公共Wi-Fiに接続すると、端末の通信はWi-Fiの管理者や同一ネットワーク上の観測者から一定程度の影響を受け得ます。VPNを有効にすると、端末が送るデータはまずVPN用の通信として包まれ、その中身は暗号化されます。そのため、途中で見えるのは「VPN通信が行われている」ことのような情報に寄りやすくなり、アクセス先や内容そのものがそのまま判別されにくくなります(完全な秘匿を保証するものではなく、状況によって観測可能なメタ情報が残ることはあり得ます)。

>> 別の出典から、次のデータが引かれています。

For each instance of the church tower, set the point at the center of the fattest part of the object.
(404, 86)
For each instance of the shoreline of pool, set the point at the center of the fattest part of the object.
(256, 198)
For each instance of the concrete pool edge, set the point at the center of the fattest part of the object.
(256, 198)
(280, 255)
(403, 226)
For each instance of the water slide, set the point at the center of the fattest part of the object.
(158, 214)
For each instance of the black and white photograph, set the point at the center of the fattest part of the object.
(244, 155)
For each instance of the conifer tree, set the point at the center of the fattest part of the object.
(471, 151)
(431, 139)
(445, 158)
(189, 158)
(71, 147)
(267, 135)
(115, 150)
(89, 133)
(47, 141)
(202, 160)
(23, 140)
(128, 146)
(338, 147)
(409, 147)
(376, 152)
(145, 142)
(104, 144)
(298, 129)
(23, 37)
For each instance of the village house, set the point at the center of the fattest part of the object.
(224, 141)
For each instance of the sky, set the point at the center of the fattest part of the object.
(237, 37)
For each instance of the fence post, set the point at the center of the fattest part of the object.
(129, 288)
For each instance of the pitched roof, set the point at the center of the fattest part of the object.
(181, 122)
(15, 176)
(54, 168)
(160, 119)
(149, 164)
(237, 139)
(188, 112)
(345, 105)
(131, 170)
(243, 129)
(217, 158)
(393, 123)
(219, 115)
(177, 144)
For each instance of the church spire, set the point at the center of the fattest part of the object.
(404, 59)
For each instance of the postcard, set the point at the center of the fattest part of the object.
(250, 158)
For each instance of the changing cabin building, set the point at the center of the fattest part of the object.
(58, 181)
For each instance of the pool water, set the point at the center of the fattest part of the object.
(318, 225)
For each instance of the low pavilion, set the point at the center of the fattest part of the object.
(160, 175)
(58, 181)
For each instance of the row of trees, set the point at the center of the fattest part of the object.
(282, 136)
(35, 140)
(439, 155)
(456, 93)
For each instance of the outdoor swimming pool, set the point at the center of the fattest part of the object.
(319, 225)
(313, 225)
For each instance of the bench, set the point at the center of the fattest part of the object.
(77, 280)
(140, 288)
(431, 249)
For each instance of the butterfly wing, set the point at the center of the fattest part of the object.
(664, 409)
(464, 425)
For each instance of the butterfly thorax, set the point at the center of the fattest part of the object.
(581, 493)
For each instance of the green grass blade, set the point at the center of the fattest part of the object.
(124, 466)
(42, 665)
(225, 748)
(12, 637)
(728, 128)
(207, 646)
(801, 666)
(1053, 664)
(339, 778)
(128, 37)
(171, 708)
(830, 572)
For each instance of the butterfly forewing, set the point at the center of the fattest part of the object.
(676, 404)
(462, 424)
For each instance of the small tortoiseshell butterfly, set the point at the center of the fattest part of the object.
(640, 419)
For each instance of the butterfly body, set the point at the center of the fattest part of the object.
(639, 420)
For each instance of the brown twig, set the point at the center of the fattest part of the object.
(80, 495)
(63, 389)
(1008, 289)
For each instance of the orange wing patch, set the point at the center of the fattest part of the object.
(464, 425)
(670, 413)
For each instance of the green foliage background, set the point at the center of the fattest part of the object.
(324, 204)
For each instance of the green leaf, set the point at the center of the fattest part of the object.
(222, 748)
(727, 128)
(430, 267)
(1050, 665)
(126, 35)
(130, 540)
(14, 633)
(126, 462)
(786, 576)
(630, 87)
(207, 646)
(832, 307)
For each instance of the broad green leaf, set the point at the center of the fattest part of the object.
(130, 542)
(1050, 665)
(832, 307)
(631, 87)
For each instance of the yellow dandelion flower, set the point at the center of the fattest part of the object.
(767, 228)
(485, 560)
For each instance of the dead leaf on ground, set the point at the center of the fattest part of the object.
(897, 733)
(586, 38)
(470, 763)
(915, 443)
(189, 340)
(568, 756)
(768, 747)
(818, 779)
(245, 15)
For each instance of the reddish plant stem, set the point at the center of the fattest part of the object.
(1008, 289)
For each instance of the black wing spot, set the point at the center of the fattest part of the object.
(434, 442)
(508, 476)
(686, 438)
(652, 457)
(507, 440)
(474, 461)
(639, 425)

また、VPNは通常「VPNサーバを経由してインターネットへ出る」形になります。つまり、公共Wi-Fiから直接さまざまなサイトへ行くのではなく、一度VPNの経路に乗ってから目的地へ向かうため、公共Wi-Fi上の第三者が通信内容を読む難易度が上がります。

制限と例外:VPNでも起こり得ること

VPNを使っていても、次のような点は別途考える必要があります。

  • Wi-Fiのアクセスポイント自体が偽物の可能性:VPNは「そのWi-Fiで通信がどう見えるか」を主に扱います。接続先がだましのアクセスポイントである場合、別の防御(見分け、手動確認、そもそも怪しいネットワークを避ける等)が重要になります。
  • ログイン画面やフォームの偽装:フィッシングのように、正規に見える画面でIDやパスワードを入力してしまうと、VPNがあっても入力した内容は利用者側から送られます。
  • 端末の感染:ウイルスやスパイウェアが動いていると、VPNで通信を守れても端末上での情報窃取が起き得ます。
  • すべてのアプリが同じように守られるとは限らない:設定や挙動によって、アプリ単位で通信が想定どおりVPNを通らない場合があります(これは製品・構成差の影響を受けます)。